Proximal femoral geometry in cerebral palsy: a population-based cross-sectional study.
Academic Article
Overview
abstract
There is much debate about the nature and extent of deformities in the proximal femur in children with cerebral palsy. Most authorities accept that increased femoral anteversion is common, but its incidence, severity and clinical significance are less clear. Coxa valga is more controversial and many authorities state that it is a radiological artefact rather than a true deformity. We measured femoral anteversion clinically and the neck-shaft angle radiologically in 292 children with cerebral palsy. This represented 78% of a large, population-based cohort of children with cerebral palsy which included all motor types, topographical distributions and functional levels as determined by the gross motor function classification system. The mean femoral neck anteversion was 36.5 degrees (11 degrees to 67.5 degrees) and the mean neck-shaft angle 147.5 degrees (130 degrees to 178 degrees). These were both increased compared with values in normally developing children.

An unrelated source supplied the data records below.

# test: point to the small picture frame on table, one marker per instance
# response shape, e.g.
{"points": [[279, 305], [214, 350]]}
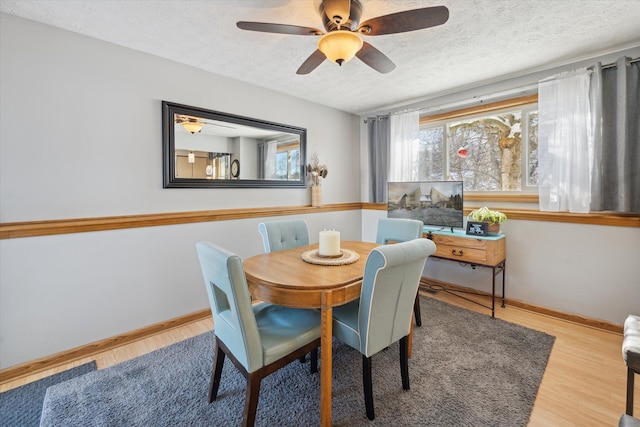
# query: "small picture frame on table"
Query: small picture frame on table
{"points": [[477, 228]]}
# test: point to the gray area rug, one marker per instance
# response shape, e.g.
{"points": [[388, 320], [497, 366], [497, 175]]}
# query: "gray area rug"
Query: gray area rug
{"points": [[22, 406], [467, 370]]}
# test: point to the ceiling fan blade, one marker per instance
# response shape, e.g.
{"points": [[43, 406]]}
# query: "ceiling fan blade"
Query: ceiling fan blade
{"points": [[312, 62], [402, 22], [266, 27], [337, 10], [375, 59]]}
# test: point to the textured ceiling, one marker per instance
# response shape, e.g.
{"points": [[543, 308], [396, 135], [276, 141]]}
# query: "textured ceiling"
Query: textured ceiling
{"points": [[483, 41]]}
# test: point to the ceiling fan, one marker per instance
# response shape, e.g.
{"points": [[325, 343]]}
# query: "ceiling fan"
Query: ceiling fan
{"points": [[342, 41]]}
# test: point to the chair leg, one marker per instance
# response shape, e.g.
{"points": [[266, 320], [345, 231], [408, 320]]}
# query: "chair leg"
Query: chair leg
{"points": [[314, 360], [416, 310], [216, 372], [251, 400], [404, 362], [630, 374], [368, 386]]}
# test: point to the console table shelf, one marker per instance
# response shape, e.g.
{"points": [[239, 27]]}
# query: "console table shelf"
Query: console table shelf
{"points": [[484, 251]]}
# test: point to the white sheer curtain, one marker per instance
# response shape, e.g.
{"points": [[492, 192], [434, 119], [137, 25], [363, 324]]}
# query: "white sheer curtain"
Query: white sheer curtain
{"points": [[565, 142], [404, 129]]}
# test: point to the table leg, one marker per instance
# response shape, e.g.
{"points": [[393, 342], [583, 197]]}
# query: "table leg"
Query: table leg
{"points": [[326, 350], [493, 293]]}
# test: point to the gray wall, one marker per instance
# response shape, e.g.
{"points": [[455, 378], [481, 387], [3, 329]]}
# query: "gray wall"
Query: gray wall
{"points": [[80, 136]]}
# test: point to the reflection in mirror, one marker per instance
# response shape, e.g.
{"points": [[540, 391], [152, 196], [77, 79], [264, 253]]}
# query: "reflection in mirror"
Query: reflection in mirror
{"points": [[204, 148]]}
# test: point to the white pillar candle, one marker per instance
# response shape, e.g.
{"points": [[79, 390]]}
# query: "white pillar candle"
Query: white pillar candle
{"points": [[329, 243]]}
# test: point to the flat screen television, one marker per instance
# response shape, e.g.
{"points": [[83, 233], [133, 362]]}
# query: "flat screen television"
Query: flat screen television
{"points": [[435, 203]]}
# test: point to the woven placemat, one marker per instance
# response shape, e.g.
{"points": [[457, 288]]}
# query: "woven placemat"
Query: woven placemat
{"points": [[348, 257]]}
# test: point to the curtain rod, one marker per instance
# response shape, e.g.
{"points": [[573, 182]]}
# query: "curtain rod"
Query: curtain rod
{"points": [[613, 64], [382, 117], [481, 99]]}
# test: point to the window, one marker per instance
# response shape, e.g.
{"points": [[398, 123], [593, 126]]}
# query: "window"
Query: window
{"points": [[493, 150]]}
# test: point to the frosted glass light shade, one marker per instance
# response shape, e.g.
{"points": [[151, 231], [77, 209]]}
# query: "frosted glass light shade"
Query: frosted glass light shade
{"points": [[340, 46]]}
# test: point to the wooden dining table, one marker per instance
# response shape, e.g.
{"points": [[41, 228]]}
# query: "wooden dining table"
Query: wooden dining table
{"points": [[284, 278]]}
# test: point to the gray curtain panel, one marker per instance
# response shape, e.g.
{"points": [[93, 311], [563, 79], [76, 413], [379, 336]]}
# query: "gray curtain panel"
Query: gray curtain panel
{"points": [[379, 136], [615, 183]]}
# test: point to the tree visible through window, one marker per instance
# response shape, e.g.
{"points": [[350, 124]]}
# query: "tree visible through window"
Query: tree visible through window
{"points": [[485, 152]]}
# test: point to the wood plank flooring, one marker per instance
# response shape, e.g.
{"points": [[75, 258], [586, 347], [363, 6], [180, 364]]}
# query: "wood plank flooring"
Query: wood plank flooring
{"points": [[584, 383]]}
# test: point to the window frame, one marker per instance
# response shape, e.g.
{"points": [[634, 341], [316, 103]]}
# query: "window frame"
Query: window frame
{"points": [[526, 104]]}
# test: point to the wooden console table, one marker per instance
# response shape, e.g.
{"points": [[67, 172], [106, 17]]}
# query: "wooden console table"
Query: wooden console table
{"points": [[487, 251]]}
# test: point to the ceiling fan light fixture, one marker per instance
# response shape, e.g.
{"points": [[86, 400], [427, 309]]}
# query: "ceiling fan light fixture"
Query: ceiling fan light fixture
{"points": [[340, 46], [192, 126]]}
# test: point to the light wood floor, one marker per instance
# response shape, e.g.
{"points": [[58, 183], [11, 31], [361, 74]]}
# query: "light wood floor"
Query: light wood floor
{"points": [[584, 383]]}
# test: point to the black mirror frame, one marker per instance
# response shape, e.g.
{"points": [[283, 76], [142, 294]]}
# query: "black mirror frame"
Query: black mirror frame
{"points": [[169, 109]]}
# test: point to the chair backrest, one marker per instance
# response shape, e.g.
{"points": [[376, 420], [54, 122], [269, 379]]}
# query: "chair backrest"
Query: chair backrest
{"points": [[389, 286], [234, 319], [398, 230], [279, 235]]}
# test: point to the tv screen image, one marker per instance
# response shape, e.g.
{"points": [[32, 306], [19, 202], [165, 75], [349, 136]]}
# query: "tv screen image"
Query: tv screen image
{"points": [[435, 203]]}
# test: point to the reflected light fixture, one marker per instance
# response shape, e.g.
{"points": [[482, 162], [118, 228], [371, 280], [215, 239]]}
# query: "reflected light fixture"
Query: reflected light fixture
{"points": [[340, 46], [192, 126]]}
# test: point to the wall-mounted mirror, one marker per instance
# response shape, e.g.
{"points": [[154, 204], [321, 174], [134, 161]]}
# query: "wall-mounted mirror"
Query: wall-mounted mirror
{"points": [[204, 148]]}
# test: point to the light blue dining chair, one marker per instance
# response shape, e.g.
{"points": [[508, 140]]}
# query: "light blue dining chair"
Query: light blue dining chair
{"points": [[259, 339], [394, 230], [287, 234], [382, 315]]}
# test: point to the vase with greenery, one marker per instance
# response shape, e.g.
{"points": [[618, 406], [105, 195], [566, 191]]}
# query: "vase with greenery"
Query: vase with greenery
{"points": [[316, 172], [493, 218]]}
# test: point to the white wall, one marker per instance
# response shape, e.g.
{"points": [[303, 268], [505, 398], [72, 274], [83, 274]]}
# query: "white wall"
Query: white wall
{"points": [[80, 136], [588, 270]]}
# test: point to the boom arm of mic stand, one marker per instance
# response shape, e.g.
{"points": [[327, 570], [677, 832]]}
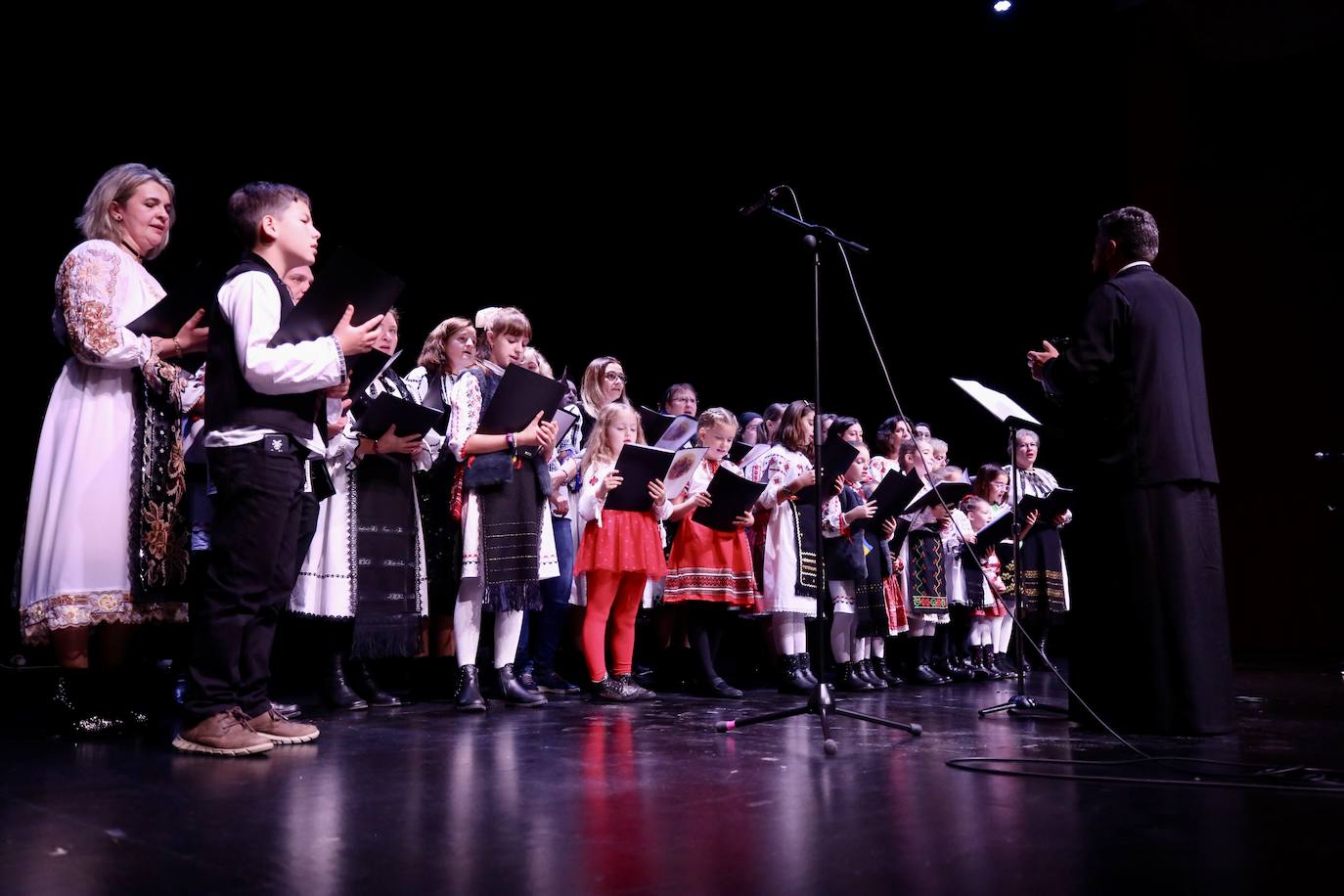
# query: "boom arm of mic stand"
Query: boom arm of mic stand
{"points": [[816, 230]]}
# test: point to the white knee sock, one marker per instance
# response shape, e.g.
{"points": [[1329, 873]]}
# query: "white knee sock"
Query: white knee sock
{"points": [[467, 621], [509, 629], [841, 637]]}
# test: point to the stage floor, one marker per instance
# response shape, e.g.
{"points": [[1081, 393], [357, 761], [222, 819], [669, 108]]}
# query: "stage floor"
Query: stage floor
{"points": [[588, 798]]}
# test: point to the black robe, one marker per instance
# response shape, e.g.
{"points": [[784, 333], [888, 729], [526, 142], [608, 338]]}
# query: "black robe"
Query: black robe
{"points": [[1149, 610]]}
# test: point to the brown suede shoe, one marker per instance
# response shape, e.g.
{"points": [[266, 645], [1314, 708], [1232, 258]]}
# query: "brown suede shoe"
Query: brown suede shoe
{"points": [[279, 730], [225, 734]]}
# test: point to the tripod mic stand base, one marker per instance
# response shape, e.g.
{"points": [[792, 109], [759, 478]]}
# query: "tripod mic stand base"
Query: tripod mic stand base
{"points": [[1021, 702], [823, 705]]}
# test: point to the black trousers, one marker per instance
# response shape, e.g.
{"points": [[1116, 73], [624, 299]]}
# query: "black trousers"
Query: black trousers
{"points": [[1150, 647], [254, 561]]}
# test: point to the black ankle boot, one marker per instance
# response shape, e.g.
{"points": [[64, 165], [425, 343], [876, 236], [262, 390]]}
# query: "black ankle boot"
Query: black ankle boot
{"points": [[976, 662], [987, 659], [848, 677], [926, 673], [717, 687], [336, 694], [805, 668], [362, 683], [870, 676], [790, 679], [514, 691], [884, 672], [470, 691]]}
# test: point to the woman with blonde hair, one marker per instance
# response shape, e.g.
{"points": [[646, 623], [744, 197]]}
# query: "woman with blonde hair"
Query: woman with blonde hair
{"points": [[105, 543]]}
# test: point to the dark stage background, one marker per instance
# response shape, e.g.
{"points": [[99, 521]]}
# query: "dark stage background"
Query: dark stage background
{"points": [[596, 187]]}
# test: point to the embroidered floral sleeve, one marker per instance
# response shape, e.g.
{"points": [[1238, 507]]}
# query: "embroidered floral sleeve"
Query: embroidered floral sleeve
{"points": [[779, 473], [832, 518], [464, 414], [590, 508], [86, 306]]}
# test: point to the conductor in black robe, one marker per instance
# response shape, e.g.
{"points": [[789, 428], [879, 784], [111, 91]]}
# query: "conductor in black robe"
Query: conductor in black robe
{"points": [[1149, 611]]}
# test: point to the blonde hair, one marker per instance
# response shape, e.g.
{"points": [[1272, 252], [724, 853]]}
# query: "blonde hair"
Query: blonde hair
{"points": [[118, 186], [504, 321], [717, 416], [599, 450], [434, 353], [543, 367], [590, 389]]}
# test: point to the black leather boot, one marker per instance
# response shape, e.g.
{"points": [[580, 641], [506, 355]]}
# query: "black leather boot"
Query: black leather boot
{"points": [[848, 677], [336, 694], [884, 672], [805, 668], [514, 691], [870, 676], [790, 679], [362, 683]]}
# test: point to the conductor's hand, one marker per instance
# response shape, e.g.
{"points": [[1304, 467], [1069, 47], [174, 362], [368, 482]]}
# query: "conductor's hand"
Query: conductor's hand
{"points": [[356, 340], [1037, 360]]}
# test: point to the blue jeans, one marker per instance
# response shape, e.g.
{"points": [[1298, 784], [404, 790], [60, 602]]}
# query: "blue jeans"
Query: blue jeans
{"points": [[556, 601]]}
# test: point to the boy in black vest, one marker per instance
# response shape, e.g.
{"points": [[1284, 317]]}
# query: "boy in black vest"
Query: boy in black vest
{"points": [[261, 411]]}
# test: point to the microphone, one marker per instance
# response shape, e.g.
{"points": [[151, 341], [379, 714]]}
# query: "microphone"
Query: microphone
{"points": [[746, 211]]}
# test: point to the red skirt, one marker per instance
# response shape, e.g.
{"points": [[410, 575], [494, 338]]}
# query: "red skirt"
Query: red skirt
{"points": [[992, 612], [897, 619], [626, 542], [707, 564]]}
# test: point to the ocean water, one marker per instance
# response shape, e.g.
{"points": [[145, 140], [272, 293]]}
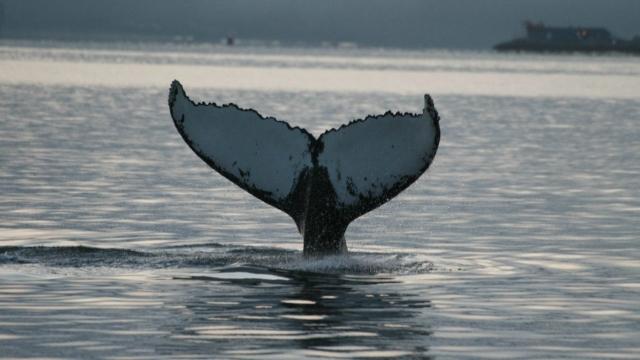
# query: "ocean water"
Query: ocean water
{"points": [[521, 241]]}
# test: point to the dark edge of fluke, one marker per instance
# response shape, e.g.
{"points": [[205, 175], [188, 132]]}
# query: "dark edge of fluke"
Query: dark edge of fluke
{"points": [[315, 207]]}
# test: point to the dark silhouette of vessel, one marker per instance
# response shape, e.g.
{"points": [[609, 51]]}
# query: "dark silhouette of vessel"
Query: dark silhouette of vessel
{"points": [[542, 38]]}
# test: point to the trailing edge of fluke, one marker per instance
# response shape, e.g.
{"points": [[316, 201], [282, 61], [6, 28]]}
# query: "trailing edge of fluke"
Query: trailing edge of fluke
{"points": [[323, 183]]}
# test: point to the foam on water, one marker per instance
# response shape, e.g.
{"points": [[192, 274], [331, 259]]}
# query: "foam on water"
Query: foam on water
{"points": [[215, 258]]}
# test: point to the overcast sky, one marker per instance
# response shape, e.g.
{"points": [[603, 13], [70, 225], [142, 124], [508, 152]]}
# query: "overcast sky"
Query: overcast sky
{"points": [[395, 23]]}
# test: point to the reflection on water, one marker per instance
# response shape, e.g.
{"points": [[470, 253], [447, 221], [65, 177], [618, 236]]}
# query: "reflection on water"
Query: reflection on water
{"points": [[229, 311], [520, 242]]}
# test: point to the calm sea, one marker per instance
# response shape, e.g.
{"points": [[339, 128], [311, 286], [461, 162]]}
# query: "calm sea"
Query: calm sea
{"points": [[521, 241]]}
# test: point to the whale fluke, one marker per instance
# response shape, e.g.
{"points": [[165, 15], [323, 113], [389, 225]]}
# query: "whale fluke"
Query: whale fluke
{"points": [[323, 184]]}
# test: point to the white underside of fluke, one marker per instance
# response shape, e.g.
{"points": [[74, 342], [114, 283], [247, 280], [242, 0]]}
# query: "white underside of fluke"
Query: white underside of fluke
{"points": [[367, 158], [261, 152], [367, 161]]}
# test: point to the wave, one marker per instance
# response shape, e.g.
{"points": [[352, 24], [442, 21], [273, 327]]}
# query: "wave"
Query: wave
{"points": [[215, 256]]}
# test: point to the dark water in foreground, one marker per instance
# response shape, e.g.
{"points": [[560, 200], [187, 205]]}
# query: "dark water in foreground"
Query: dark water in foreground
{"points": [[520, 242]]}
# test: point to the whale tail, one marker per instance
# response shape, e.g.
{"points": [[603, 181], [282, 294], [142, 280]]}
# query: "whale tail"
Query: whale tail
{"points": [[323, 184]]}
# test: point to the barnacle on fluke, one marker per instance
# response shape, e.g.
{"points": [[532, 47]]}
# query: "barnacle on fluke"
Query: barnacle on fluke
{"points": [[323, 184]]}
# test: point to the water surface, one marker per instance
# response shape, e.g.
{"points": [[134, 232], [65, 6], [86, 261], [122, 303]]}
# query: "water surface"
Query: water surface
{"points": [[521, 241]]}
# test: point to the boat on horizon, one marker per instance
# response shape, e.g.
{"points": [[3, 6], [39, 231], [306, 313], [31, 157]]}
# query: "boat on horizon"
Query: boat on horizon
{"points": [[542, 38]]}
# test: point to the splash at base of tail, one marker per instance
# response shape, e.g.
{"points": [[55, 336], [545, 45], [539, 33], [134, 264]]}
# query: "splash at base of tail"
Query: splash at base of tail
{"points": [[323, 184]]}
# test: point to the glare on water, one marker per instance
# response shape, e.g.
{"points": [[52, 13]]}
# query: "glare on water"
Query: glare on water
{"points": [[116, 240]]}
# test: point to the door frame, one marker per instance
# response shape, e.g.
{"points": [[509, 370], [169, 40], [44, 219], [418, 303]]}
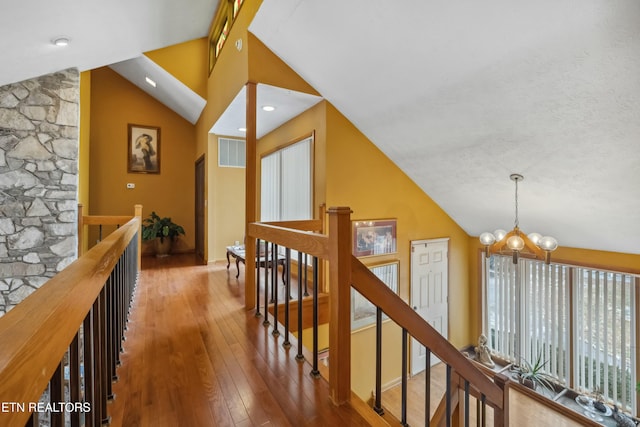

The mean femoral neck anteversion was 30.4 degrees (11 degrees to 50 degrees) at gross motor function classification system level I, 35.5 degrees (8 degrees to 65 degrees ) at level II and then plateaued at approximately 40.0 degrees (25 degrees to 67.5 degrees) at levels III, IV and V. The mean neck-shaft angle increased in a step-wise manner from 135.9 degrees (130 degrees to 145 degrees) at gross motor function classification system level I to 163.0 degrees (151 degrees to 178 degrees) at level V. The migration percentage increased in a similar pattern and was closely related to femoral deformity. Based on these findings we believe that displacement of the hip in patients with cerebral palsy can be explained mainly by the abnormal shape of the proximal femur, as a result of delayed walking, limited walking or inability to walk. This has clinical implications for the management of hip displacement in children with cerebral palsy.